The Variable Pitch Screw Launch (VPSL) system can be understood as analogous to a nut driven along a rotating lead screw, with the key distinction that the screw’s pitch varies continuously along its length. As a result, a nut riding on the screw accelerates even when the screw rotates at constant angular speed. In the nut’s local frame of reference, the effective thread geometry therefore changes continuously during the run. To maintain proper engagement with the screw flights, the nut must present a correspondingly changing thread profile. This is achieved through a mechatronic system that actively adjusts the nut’s thread geometry to match the local pitch of the screw. An illustrative implementation of this concept is shown in this video.

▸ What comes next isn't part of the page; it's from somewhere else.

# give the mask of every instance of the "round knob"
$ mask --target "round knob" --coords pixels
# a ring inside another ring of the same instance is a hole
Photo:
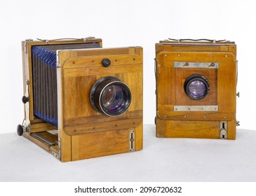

At the beginning of the launch train’s acceleration, the screw pitch is relatively fine. Under these conditions, a vector normal to the screw’s thread face is oriented more closely in the direction of travel of the launch train. As the launch train accelerates and the screw pitch becomes progressively coarser, the normal vector to the thread face becomes increasingly inclined relative to the direction of travel. If the system is configured to maintain approximately constant acceleration, the magnitude of the forces normal to the thread face must therefore increase as the pitch becomes coarser.

The adaptive nut uses a mechatronic system to position grappler pads close to the screw flights. A continuous sequence of these pads forms a grappler pad strip, which follows a helical path conforming to the geometry of the screw flights.

The forces transmitted through the grappler pads can be decomposed into several components: a forward component that accelerates the launch train, and lateral and vertical components that must be resisted by the mechanical structure of the screws and their supporting brackets or by the magnetic levitation system that couples the adaptive nut to the guideway. To simplify the management of these reaction forces, several architectural features are incorporated, including: (a) twin counter-rotating screws, (b) screws with multiple thread starts, and (c) engagement of the adaptive nut with two or more opposing sets of screw flights.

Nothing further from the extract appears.